SAN BENEDETTO DEL TRONTO – La vittoria conquistata a Jesi rallegra gli animi ma non dissipa la coltre di nebbia sedimentata sulla vicenda relativa allo stadio.

Al termine della gara di domenica il vicepresidente Claudio Bartolomei espresse chiaramente l’intenzione di trasferire la squadra allo stadio Pirani di Grottammare. Il motivo? Fare in modo che chi deve prendere decisioni in merito alla questione che investe il Riviera delle Palme possa riflettere in maniera lineare. Una volontà non per nulla aleatoria e che anzi è stata ribadita con forza nel pomeriggio di venerdì 8 marzo: “Non ho abbandonato l’idea – ha dichiarato Bartolomei – La mia non è una presa di posizione ma un modo per sollecitare la piazza e l’amministrazione comunale. Non credo che giocare a Grottammare possa rappresentare un rischio per la squadra; ne abbiamo già parlato con i giocatori e nessuno ha espresso un parere contrario”.

Preso atto del fatto che l’obiettivo principale, attualmente,  è rappresentato dalla volontà di vincere il campionato, non si può non riflettere su ciò che potrebbe e dovrebbe accadere dopo. A tal proposito il vicepresidente rossoblu rivendica chiarezza al fine di poter stabilire come agire in previsione di una nuova stagione da disputare tra i professionisti: “Io in questa nebbia non ci voglio stare – ha commentato – Sto tentando di realizzare una società presentabile e che possa creare una squadra per il settore al quale ambiamo. La Cittadella degli Amici, a tal proposito, rappresenterebbe l’unico modo valido per avere un futuro. E’ importante che qualcuno parli e che chi ha commesso degli errori si assuma le proprie responsabilità ma nessuno lo sta facendo”.

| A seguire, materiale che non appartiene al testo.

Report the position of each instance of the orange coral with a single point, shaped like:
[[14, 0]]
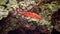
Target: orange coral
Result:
[[30, 14]]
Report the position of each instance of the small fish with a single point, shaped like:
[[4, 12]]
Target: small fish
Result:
[[32, 15]]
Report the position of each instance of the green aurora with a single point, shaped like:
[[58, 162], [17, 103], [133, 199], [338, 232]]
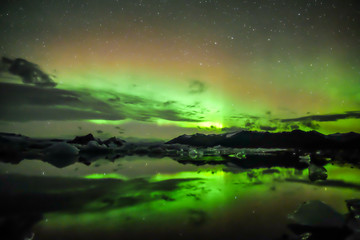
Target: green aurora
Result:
[[163, 68]]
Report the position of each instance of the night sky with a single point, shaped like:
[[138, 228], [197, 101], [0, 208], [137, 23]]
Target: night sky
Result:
[[161, 68]]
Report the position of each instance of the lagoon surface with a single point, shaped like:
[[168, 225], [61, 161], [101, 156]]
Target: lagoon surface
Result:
[[160, 198]]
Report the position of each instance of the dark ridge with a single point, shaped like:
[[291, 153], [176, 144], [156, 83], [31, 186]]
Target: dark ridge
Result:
[[294, 139]]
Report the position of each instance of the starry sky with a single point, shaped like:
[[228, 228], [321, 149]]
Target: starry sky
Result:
[[160, 68]]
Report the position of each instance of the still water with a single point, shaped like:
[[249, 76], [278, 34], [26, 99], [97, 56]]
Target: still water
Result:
[[160, 198]]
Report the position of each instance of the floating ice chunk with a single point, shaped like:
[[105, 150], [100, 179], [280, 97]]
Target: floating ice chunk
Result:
[[317, 173]]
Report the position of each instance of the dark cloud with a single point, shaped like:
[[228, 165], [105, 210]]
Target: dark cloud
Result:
[[233, 129], [30, 103], [197, 86], [268, 128], [311, 121], [30, 73], [325, 117]]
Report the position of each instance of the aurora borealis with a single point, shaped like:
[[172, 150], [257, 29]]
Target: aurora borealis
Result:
[[161, 68]]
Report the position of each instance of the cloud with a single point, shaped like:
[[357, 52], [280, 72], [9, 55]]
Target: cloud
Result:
[[196, 87], [325, 117], [311, 121], [233, 129], [29, 103], [30, 73]]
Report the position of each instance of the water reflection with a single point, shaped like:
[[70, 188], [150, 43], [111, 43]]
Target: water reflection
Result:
[[135, 197]]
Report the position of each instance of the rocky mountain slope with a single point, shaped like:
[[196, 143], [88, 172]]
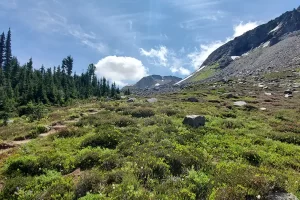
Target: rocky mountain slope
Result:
[[269, 47]]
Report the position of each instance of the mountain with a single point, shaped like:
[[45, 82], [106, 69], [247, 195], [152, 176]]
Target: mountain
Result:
[[266, 48], [155, 81]]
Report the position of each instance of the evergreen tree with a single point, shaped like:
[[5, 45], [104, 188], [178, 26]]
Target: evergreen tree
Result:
[[8, 55], [2, 48]]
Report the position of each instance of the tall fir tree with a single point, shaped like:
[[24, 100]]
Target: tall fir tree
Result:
[[8, 54]]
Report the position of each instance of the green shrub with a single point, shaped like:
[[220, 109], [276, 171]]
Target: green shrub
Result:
[[34, 112], [107, 139], [252, 157], [90, 181], [142, 112], [88, 158], [199, 183], [70, 132], [169, 111], [232, 124], [124, 122], [26, 165]]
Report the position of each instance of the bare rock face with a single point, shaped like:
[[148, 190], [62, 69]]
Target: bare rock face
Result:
[[194, 121]]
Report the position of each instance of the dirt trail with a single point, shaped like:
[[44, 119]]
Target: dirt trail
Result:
[[5, 146]]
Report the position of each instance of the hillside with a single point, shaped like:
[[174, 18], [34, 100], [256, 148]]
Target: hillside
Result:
[[271, 46], [248, 148]]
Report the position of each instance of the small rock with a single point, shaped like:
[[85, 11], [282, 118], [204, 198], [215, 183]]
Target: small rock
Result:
[[261, 85], [152, 100], [240, 103], [282, 196], [229, 95], [130, 100], [192, 99], [194, 121], [268, 93]]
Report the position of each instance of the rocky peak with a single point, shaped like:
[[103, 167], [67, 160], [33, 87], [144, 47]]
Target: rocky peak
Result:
[[269, 32]]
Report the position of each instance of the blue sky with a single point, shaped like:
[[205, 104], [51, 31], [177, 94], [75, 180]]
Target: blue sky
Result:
[[128, 39]]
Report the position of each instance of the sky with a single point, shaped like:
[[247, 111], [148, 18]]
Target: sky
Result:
[[129, 39]]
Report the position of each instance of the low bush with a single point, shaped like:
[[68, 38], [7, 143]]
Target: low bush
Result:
[[124, 122], [232, 124], [26, 165], [70, 132], [34, 112], [169, 111], [88, 158], [107, 139], [252, 157], [142, 112]]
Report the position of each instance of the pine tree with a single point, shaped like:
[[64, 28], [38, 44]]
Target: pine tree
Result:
[[8, 55], [2, 48]]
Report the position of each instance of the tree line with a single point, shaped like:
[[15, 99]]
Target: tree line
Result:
[[22, 84]]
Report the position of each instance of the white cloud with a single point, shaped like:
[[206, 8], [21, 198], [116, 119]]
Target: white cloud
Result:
[[159, 56], [200, 55], [53, 22], [177, 67], [241, 28], [121, 69]]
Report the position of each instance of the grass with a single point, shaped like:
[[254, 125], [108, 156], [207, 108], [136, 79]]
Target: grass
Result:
[[143, 151]]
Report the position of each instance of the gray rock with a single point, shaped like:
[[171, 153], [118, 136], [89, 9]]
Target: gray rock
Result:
[[152, 100], [194, 121], [240, 103], [288, 92], [192, 99], [282, 196], [131, 100]]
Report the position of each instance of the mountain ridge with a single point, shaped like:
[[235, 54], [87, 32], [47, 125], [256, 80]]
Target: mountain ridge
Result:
[[231, 58]]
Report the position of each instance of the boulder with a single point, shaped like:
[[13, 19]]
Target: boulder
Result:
[[281, 196], [268, 93], [152, 100], [192, 99], [288, 95], [240, 103], [194, 121], [131, 100], [288, 92], [229, 95]]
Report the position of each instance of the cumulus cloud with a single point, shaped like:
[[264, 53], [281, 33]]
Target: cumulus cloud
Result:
[[166, 58], [242, 28], [159, 55], [121, 69], [200, 55], [177, 67]]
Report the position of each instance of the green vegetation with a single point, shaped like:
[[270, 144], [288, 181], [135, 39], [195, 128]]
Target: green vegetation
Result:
[[205, 73], [65, 141], [120, 150], [23, 89]]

Una situazione di nervosismo dunque dove i problemi economici che ostacolano il cammino rossoblu non tentano più di nascondersi. Bartolomei, per sua stessa ammissione, non ha soluzioni ma ha bene a mente da dove si debba partire: “E’ necessario riunire tutti coloro che hanno delle colpe e capire cosa fare. Nell’ufficio del sindaco questo non è mai avvenuto e pertanto lo invito ad organizzare al più presto una riunione con i soggetti coinvolti. Non ho né la possibilità né la forza per caricarmi del debito lasciato dalla Rdp e da Sergio Spina. Personalmente posso svolgere azioni che tutelino la società Samb ma per il campo non posso fare nulla quindi i debiti vanno divisi”.

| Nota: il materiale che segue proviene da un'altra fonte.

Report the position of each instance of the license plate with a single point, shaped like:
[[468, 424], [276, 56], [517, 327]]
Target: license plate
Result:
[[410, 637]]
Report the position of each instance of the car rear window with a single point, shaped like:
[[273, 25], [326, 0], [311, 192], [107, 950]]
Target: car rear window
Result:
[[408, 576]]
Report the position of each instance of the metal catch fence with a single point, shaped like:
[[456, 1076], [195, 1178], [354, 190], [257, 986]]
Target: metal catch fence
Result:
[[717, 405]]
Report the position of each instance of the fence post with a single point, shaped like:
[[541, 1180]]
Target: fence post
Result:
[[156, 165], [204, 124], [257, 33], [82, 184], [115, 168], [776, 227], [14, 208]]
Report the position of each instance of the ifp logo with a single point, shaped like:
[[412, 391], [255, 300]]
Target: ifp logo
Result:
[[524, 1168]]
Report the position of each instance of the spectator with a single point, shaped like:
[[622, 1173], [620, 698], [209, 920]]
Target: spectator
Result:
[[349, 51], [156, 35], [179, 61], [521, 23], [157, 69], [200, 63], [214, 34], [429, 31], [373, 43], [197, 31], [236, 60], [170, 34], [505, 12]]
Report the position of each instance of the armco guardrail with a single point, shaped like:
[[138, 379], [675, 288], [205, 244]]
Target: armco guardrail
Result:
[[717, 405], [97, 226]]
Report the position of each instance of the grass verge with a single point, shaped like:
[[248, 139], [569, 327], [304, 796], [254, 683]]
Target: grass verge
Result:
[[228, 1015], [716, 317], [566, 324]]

Adottare la politica della trasparenza per capire chi debba fare cosa. E se di limpidezza si vuole parlare non si può non tenere in considerazione il rapporto che intercorre tra il vicepresidente stesso e Roberto Pignotti. Proprio in queste ore il presidente rossoblu avrebbe portato in sede una bozza dei bilanci richiesti: “Li ho voluti vedere – ha spiegato Bartolomei – per essere cosciente di ciò che si fa. Da quello che ho avuto modo di leggere ci sarebbero dai centocinquanta mila ai centosessanta mila euro di debiti generali. Non sono però riuscito a capire quanti soldi sono stati messi dai soci. Voglio far luce su quanti ne abbia messi Spina, quanti Pignotti e di quanto sia stato investito in quattro anni. Con chi ho convissuto? Credo sia legittimo saperlo. Dal canto mio so di aver impostato un rapporto chiaro”.

In merito alla possibilità di creare in futuro una nuova società Bartolomei non chiude le porte all’attuale presidente rossoblu: “Nonostante ci siano state situazioni in cui la fiducia è venuta a mancare non sarò di certo io a dire di no ma è pur certo che qualora si dovesse fare ci sarà una gestione amministrativa ed economica diversa e sicuramente allargata”.